In a statement on Monday, Osaka said she did not want her stance to become a distraction and said that she had been dealing with mental health issues since 2018.
Williams, 39, was inevitably asked for her reaction to Osaka’s decision following her first-round win over Romanian Irina-Camelia Begu.
“Honestly I just found out before I walked into the press conference. So, that’s the extent of it right now for me,” Williams told reporters.
Pushed for her opinion on Osaka’s claim last week that post-match media conferences were damaging her mental well-being, and Monday’s unexpected development, Williams said: “The only thing I feel is that I feel for Naomi.
“I feel like I wish I could give her a hug because I know what it’s like. Like I said, I’ve been in those positions.
“We have different personalities, and people are different.
“Not everyone is the same. I’m thick (skinned). Other people are thin. Everyone is different and everyone handles things differently.
“You just have to let her handle it the way she wants to, in the best way she thinks she can, and that’s the only thing I can say. I think she’s doing the best that she can.”
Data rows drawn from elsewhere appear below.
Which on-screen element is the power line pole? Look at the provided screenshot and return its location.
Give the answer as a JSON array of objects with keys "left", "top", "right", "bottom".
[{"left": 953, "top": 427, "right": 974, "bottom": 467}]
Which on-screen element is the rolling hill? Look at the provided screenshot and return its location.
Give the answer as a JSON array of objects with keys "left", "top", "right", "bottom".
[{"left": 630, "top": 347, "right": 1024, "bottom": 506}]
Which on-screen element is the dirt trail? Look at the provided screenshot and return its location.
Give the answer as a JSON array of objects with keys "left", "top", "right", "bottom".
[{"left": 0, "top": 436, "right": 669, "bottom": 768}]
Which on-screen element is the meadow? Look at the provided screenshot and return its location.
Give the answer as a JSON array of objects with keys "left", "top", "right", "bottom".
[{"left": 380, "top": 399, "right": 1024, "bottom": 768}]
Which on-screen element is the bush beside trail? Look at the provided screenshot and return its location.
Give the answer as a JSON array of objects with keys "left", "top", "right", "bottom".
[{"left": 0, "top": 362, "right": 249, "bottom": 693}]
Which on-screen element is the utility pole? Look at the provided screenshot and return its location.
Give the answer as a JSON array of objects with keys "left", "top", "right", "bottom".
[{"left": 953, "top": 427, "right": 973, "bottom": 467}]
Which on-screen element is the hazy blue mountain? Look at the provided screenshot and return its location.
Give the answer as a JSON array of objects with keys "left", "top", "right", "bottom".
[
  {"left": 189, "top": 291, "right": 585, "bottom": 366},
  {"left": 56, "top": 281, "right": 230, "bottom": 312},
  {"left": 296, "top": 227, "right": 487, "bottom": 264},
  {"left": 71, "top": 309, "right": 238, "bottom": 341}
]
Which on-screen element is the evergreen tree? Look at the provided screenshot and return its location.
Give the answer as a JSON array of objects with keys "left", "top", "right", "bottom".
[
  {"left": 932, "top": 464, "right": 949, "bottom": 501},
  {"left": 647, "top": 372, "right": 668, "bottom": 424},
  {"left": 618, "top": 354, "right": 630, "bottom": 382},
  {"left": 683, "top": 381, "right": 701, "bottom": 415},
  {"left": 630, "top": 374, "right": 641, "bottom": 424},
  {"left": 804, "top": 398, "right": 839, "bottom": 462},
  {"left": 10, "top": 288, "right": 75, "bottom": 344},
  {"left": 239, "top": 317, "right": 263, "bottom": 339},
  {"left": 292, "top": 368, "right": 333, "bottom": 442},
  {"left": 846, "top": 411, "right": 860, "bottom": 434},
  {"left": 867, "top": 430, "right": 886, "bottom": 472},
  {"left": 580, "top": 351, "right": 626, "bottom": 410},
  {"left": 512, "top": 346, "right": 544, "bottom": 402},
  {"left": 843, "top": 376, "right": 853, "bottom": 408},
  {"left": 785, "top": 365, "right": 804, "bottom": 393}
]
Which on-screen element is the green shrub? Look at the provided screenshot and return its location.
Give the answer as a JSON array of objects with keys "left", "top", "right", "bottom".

Williams said it was important for players to have someone to use as a “sounding board” in tough times.
“You have to be able to make an effort and say, I need help with A, B, C and D, and talk to someone,” she said.
“Whether it’s someone at the WTA or whether it’s someone in your life. Maybe it’s someone that you just talk to on a weekly basis. I’ve been in that position, too.
“I’ve definitely had opportunities to talk to people, kind of get things off my chest that I can’t necessarily talk to anyone in my family or anyone that I know.”